Question
Can you regrow the insulating sheath around nerve cells?
Answer
Chris - Danny has got in touch from Facebook and he's saying, is it possible to regrow the myelin sheath around axons with stem cells? So, in other words, the stem cells that you're finding how to re-activate, have you got evidence that you can in a human remyelinate damaged nerves?
Luke - With our drug, we don't have the in vivo human data, of course, yet. We'll need clinical evaluation for that, but there is in vitro and in vivo data both in rodent and man that these stem cells are capable of repairing damaged axons and remyelinating. So yes, there is data for that.
Hannah - Thanks ever so much, Luke. Alastair, I believe that you've been working with someone who's also working on regrowing myelin sheath.

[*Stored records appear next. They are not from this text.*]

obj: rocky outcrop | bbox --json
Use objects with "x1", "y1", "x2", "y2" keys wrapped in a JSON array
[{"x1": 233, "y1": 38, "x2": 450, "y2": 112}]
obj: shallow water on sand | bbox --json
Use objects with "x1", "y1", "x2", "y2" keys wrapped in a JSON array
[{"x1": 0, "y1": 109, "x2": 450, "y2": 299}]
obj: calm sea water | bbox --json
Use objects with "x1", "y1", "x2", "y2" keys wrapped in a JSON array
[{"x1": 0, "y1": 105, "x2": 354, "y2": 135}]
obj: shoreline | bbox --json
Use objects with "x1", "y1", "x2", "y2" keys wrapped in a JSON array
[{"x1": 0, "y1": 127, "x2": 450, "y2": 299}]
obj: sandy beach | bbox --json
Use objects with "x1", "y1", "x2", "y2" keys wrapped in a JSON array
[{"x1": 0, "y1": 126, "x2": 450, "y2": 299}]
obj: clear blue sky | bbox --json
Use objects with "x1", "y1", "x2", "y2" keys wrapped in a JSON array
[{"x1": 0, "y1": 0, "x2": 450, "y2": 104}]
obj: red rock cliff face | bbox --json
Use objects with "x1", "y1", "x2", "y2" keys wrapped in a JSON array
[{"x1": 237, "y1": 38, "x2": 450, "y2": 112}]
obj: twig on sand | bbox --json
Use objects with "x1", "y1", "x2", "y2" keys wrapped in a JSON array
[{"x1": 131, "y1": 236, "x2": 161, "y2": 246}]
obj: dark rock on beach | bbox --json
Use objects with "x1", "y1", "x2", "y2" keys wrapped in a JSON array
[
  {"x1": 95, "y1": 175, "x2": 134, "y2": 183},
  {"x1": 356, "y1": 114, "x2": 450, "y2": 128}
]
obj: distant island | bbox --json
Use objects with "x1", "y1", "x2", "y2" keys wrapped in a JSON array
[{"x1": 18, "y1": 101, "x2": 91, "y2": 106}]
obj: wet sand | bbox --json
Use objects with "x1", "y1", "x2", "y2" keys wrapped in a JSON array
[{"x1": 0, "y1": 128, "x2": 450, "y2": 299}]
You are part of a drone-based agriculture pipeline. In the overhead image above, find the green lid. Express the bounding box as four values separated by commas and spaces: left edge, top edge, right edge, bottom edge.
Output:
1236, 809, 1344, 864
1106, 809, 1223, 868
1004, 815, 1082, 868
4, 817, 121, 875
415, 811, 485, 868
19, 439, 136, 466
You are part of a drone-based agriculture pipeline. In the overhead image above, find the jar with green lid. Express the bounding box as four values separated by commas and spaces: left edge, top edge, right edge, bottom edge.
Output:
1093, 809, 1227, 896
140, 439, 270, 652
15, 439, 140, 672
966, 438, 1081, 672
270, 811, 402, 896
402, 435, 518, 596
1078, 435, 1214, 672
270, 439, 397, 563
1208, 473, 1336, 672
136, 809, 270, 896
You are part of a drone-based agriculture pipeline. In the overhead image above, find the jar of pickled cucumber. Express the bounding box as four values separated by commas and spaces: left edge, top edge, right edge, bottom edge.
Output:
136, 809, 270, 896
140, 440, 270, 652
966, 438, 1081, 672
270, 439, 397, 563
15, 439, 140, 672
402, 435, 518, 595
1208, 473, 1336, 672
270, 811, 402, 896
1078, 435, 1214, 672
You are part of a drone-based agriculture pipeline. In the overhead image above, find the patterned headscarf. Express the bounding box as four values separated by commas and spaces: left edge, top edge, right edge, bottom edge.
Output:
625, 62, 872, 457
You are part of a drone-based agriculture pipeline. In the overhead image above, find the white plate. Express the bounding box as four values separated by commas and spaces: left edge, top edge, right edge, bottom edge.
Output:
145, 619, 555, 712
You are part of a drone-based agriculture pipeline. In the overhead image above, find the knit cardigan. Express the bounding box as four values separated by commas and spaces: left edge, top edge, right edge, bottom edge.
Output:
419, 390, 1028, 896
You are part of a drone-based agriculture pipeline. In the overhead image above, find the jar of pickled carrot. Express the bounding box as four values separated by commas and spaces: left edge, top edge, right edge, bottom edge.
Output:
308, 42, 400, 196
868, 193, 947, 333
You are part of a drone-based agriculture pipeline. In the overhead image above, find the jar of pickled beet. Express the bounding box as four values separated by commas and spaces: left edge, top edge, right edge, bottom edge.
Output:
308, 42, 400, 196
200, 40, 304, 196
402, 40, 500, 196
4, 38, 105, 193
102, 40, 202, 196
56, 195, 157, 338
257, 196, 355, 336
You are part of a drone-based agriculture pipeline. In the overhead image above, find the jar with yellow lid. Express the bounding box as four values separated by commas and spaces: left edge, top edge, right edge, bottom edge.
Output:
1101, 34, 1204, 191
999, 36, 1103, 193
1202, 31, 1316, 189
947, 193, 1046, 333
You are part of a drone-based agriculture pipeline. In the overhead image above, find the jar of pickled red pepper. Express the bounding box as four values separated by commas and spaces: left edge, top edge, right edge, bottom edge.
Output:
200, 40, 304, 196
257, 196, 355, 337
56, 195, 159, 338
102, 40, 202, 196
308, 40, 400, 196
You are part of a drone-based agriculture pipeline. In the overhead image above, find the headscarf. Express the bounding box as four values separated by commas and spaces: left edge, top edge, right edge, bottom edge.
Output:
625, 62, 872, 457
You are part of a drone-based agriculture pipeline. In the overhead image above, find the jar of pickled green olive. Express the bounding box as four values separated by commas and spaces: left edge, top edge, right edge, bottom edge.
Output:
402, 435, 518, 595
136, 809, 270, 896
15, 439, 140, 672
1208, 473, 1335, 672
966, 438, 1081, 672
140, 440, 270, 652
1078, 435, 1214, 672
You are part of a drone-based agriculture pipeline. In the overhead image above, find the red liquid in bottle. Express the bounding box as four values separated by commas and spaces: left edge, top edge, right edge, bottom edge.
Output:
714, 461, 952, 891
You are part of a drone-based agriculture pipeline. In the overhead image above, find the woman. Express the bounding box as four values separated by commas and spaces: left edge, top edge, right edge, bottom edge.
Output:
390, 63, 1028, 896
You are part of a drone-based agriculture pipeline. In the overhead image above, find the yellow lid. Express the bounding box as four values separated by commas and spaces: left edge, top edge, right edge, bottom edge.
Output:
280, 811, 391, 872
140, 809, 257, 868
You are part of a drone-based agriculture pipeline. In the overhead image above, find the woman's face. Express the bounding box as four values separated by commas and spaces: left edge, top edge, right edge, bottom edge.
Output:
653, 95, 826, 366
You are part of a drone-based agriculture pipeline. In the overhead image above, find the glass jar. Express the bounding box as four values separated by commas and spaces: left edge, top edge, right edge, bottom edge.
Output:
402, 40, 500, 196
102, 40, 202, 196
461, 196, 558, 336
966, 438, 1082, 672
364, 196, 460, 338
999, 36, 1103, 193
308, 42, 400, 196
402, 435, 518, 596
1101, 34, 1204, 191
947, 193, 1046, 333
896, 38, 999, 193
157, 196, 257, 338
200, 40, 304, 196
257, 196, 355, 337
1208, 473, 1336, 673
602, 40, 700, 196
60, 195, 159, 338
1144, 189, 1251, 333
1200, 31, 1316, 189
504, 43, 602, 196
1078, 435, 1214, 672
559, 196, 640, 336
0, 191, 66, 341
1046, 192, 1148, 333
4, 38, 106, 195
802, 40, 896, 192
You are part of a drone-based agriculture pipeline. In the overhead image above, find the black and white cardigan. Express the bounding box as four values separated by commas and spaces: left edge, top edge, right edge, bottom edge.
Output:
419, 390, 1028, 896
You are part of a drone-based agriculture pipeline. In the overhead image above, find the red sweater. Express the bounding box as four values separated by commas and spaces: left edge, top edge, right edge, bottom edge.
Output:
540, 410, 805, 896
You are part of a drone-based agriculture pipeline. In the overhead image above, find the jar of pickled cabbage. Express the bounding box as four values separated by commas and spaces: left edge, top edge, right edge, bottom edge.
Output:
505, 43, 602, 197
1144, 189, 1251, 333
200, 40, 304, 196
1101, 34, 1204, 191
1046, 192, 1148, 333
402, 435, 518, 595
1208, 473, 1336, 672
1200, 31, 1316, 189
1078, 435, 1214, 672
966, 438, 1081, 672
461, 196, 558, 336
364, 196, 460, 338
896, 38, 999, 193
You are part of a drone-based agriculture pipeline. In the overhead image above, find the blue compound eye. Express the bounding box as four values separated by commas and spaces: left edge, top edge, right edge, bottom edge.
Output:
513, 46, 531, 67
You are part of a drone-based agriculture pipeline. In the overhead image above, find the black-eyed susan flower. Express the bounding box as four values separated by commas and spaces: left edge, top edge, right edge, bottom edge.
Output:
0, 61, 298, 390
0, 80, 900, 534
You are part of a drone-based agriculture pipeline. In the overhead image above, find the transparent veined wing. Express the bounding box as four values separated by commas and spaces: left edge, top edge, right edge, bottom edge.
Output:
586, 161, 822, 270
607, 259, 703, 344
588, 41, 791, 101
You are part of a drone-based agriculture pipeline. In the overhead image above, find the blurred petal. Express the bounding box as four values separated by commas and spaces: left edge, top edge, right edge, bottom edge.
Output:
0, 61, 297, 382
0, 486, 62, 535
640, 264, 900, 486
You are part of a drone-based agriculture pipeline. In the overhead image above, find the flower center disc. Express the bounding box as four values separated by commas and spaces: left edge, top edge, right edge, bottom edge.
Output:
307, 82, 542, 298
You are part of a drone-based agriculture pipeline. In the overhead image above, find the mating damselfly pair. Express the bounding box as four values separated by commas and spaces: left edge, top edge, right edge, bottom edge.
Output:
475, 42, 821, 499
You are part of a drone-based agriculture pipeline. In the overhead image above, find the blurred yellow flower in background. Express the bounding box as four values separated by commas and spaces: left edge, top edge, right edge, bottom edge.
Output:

Alastair - Well, we read Luke's work recently in the journal Nature with great interest and it's really fantastic that there are now agents being identified, albeit still in animal models, which have the potential to enhance remyelination. So, as medical scientists, neurologists, we're very optimistic that molecules, drugs if you like, will become available which can help the body to repair itself to improve, as we say, endogenous remyelination. The anticholinergic drug that Luke discussed is one such, and there are others. In our own university, here in Cambridge, Robin Franklin has identified some molecules which are in the same general family of improving endogenous remyelination. I'm sure that these will gain interaction and make it to licenses in due course, but that will be a slow process.